En todas las historias interviene una mujer que empuja la acción hacia adelante. No son mujeres fatales sino peligrosas por su capacidad de violencia. Son cero sentimentales y lo ocultan muy poco.
En La calle sin retorno creo que está mejor descrita esta transformación, pero también lo está en Disparen sobre el pianista. En ambos casos la (auto)destrucción física y moral mediada por el alcohol o el juego se plantan en primer plano. Es como si no hubiera forma de llegar a algún sitio sin aprobar el ciclo básico y ese ciclo básico incluye el ejercicio de perder. Esta pérdida y sobrevivir a ella es condición sine qua non para participar de este mundo y sus historias. No se puede ser espectador, visitante, turista o periodista, práctica muy cara a la pequeña burguesía que siempre tiene una salida posible por la tangente para no dejar los dientes esparcidos en un callejón. Algo relacionado con la integridad moral se cruza con la integridad física. Mantener una y otra más o menos intactas es lo que necesita alguien de clase media para entrar y salir del submundo del crimen. Pero, ¿qué pasa cuando esto no se puede concretar? Goodis lo responde novelando.
En La calle sin retorno Whitey ama desbordadamente a una mujer, y ella le ama a él, pero la diferencia de clases se impone clarísima entre los dos. No a través de prejuicios sino de situaciones hiperprácticas en las que pertenecer a alguien es un hecho de supervivencia. Ser el rey de la selva y tener que refrendarlo todo el tiempo. Y quizás el león joven esté preparado o no para hacerse cargo del desafío, o quede relegado al mundo de los débiles.
Luego de perder a la mujer que ama, Celia, porque su cafishio y sus socios le dan una paliza desmesurada (lo destrozan físicamente y encima le revientan la garganta para que no pueda cantar más), él completa el trabajo.

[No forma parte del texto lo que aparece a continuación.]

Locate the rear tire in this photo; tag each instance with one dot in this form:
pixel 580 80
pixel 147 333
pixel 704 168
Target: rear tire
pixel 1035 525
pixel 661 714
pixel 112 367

Si la educación criminal empezó por la paliza, el la fue completando con la moral, hundirse hasta lo más profundo con el sólo objetivo, quizás, de volver a verla. Pero este volver a verla no implicaba el desplazamiento geográfico de recorrer metros o kilómetros para llegar a ella. Llegar, de verdad, implicaba sumergirse en lo más pantanoso de su alma y aceptar quedarse allí. Sin eso, aunque estuvieran frente a frente, las distancias que les separarían serían infranqueables.
Creo que si en los otros autores hay una narración sobre el mundo del crimen y sus ramificaciones, en Goodis está presente un rito de iniciación, una metamorfosis y un desplazamiento que lo instala en ese mundo. Eso es lo dramático que él narra. La educación del protagonista para poder participar de un ambiente que no es el suyo y que en algún punto jamás lo será, ya que aunque consiga trasladarse y dañarse lo suficiente como para aprender, ese ánimo de observación y de extrañamiento sobrevive en él y le pone lejos de todos los demás personajes. Sin ironías es un Mowgli y luego un Tarzán, pero sin las certezas de que los otros animales se lo vayan a comer. Tenemos su punto de vista y crecemos con él en el dolor, pero no podemos dejar de mirar y ese impulso de observar, aún sin juzgar, le deja un resquicio de debilidad en el alma y le condena a perder una vez más. No porque los otros no pierdan, sino porque en él pervive la nostalgia de un mundo en el que lo que se pierde sólo puede ser llorado y no aceptado. En Goodis queda flote un último aliento de lo humano en un hombre antes de ser animal por completo, y sólo por hacer el esfuerzo de mantener ese aliento se expone irremisiblemente a la devastación y a la muerte.